Re: Reducing the number of special uris in gnome



> > > So you want to expose the fact to users that our settings dialogs are in 
> > > fact applications?
> > 
> > Seth already made this decision when he put preferences in the
> > applications menu (and therefore in the applications:// directory).
> > 

Preference pages should not be presented as applications. That desktop
preferences is under a menu entry called "Applications" is regrettable,
and a point that Nils and I discussed for quite a while with no good
solutions presenting themselves to our little minds.

> > (applications://Preferences, applications://system)
> 
> And I must say I disagree with this decision, since they were already put 
> somewhere else before that. That decision was already made before seth 
> made his decision, if that matters.

Eh? Preferences/Settings in GNOME have been under the
Applications/Programs menu for quite a while now. Ximian customized this
and adding a top-level Settings menu, which I sort of liked, and I
originally pushed for the GNOME 2 menus. See below for more discussion
of this.

> I would prefer if e.g. "desktop preferences" were part of the toplevel 
> gnome menu rather than under applications, since I'm not sure at all that 
> people will look under applications when they browse the menu looking for 
> where to change the font. Of course they'll quickly learn that the fact 
> that the submenu is called applications doesn't mean anything, and in fact 
> whatever you want to do it's the menu to look in (unless you want to take 
> a screenshot, which for some unknown reason has been decided is more 
> worthy than e.g. preferences of a top-level menu entry).

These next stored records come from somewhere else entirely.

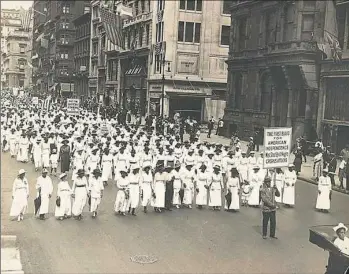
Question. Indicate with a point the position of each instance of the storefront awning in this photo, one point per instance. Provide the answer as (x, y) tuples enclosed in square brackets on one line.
[(136, 70), (67, 87)]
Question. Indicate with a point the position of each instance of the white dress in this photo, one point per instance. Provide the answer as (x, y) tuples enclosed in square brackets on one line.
[(46, 188), (202, 181), (280, 181), (233, 185), (20, 193), (95, 187), (64, 192), (146, 184), (80, 190), (216, 190), (289, 187), (323, 198)]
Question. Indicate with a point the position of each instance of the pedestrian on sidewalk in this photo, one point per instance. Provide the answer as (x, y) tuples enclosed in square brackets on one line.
[(20, 195), (268, 194)]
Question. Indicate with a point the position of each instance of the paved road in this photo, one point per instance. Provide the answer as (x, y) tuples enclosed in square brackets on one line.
[(185, 241)]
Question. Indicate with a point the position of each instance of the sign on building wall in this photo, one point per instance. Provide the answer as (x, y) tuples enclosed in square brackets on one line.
[(73, 106), (35, 100), (277, 147), (187, 64)]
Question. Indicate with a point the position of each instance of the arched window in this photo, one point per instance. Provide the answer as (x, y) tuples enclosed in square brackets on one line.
[(266, 90), (238, 91)]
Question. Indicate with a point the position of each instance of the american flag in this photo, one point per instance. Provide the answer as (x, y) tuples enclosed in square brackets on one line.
[(113, 27), (26, 16)]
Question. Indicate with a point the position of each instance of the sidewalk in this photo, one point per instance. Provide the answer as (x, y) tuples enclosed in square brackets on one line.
[(10, 257), (306, 173)]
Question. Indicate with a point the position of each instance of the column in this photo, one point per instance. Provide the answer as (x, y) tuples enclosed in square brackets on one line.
[(321, 106)]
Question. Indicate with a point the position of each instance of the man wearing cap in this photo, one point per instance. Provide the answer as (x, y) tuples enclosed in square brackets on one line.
[(323, 201), (64, 192), (95, 190), (342, 241), (20, 195), (122, 197), (134, 181), (44, 187), (288, 197), (268, 194)]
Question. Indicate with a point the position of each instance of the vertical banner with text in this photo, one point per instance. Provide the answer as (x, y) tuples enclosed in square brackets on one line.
[(277, 147), (73, 106)]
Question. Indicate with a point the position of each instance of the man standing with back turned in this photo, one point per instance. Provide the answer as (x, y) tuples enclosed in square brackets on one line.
[(268, 194)]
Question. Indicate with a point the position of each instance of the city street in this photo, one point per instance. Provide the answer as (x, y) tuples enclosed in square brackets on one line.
[(184, 241)]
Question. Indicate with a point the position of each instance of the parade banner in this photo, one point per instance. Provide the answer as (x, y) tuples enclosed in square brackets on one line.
[(35, 100), (277, 147), (73, 106)]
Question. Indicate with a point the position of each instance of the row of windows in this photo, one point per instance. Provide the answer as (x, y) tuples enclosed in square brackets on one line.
[(190, 32)]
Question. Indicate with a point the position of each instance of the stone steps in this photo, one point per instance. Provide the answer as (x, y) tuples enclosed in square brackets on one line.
[(10, 256)]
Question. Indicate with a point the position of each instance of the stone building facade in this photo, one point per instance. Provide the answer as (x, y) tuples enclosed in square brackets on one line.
[(274, 66)]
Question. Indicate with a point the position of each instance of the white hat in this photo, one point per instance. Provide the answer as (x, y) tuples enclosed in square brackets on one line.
[(339, 226), (21, 171), (62, 175)]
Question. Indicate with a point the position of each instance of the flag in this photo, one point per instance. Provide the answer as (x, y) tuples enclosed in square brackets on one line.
[(124, 12), (113, 27), (329, 43), (26, 16)]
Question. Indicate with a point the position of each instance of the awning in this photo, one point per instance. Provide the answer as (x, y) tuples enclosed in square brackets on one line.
[(136, 70), (67, 87)]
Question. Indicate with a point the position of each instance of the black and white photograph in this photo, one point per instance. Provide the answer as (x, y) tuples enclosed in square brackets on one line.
[(174, 136)]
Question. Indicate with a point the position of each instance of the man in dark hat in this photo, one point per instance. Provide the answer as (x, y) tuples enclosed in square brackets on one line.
[(268, 194)]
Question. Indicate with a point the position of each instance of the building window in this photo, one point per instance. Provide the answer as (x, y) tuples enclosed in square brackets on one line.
[(191, 5), (66, 9), (87, 9), (189, 32), (159, 32), (161, 5), (242, 33), (226, 6), (64, 54), (307, 27), (147, 32), (225, 35), (288, 23), (266, 91)]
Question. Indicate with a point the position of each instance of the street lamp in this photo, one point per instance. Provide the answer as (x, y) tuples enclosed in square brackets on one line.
[(163, 83)]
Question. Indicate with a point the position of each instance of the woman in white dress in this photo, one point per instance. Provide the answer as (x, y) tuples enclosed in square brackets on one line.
[(64, 192), (202, 181), (107, 163), (233, 188), (289, 188), (96, 188), (159, 187), (323, 201), (256, 182), (20, 195), (146, 186), (280, 182), (215, 188), (80, 192)]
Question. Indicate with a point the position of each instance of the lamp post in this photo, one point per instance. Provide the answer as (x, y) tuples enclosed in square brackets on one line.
[(163, 83)]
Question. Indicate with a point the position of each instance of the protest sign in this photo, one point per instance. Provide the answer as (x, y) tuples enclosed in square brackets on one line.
[(277, 147), (73, 106)]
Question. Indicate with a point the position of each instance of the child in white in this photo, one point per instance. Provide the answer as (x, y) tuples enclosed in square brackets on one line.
[(54, 161)]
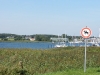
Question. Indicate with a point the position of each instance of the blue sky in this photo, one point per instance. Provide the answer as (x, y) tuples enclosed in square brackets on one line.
[(29, 17)]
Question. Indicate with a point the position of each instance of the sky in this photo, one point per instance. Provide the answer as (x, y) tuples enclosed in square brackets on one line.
[(28, 17)]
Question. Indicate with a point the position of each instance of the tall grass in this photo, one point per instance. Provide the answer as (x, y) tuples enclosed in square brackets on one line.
[(43, 61)]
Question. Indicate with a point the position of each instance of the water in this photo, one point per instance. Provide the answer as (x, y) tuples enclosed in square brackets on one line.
[(33, 45)]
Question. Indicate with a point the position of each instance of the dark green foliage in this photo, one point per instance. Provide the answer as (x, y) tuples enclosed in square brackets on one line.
[(43, 61)]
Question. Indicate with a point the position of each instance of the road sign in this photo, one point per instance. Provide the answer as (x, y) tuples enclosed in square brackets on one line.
[(86, 32)]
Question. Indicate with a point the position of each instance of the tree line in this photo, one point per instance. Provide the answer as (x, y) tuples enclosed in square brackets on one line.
[(38, 37)]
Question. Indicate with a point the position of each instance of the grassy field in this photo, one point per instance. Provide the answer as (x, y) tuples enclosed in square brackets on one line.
[(57, 61), (90, 71)]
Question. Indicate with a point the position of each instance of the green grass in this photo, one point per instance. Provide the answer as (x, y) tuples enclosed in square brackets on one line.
[(57, 61), (89, 71)]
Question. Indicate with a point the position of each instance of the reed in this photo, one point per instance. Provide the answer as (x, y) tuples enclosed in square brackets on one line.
[(33, 62)]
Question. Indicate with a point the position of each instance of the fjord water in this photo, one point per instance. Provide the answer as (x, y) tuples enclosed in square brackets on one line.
[(32, 45)]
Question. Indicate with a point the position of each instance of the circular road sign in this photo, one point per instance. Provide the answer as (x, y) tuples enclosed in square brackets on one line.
[(86, 32)]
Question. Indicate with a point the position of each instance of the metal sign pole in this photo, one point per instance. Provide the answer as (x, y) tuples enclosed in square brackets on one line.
[(85, 56)]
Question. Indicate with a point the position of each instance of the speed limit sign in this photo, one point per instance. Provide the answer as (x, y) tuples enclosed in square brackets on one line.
[(86, 32)]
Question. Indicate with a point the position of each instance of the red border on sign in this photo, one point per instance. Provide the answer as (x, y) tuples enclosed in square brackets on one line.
[(88, 35)]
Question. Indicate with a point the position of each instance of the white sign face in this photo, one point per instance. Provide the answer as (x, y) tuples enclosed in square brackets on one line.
[(86, 32)]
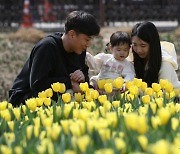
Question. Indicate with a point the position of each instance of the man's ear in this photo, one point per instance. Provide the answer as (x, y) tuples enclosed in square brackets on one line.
[(71, 33)]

FWIW, I didn't think screen shot taking should be in the actions menu.
It didn't seem like an important enough item to me to promote it to such
prominence.

We discussed making Preferences a top-level item. While on the one hand
this is obviously a more coherent arrangement since we aren't
incorrectly classifying preferences as an Application, it pushes
Preferences to more prominence than I think is really necessary. I
originally pushed for this idea and Calum (I think it was Calum?)
convinced me that Preferences didn't really need to be promoted that
much. 

How often do you access preferences relative to either applications or
actions? It could well be that I don't have normal use patterns, but in
the course of daily work I use search and run, or launch an application
far more frequently than I change a preference. I do fiddle in
preferences a lot these days, but that's because I'm working on the
control center. That I guess is the primary argument against making
Preferences is a top level item.

Honestly, I don't have strong feelings either way though. There are
things to be gained and lost in both approaches.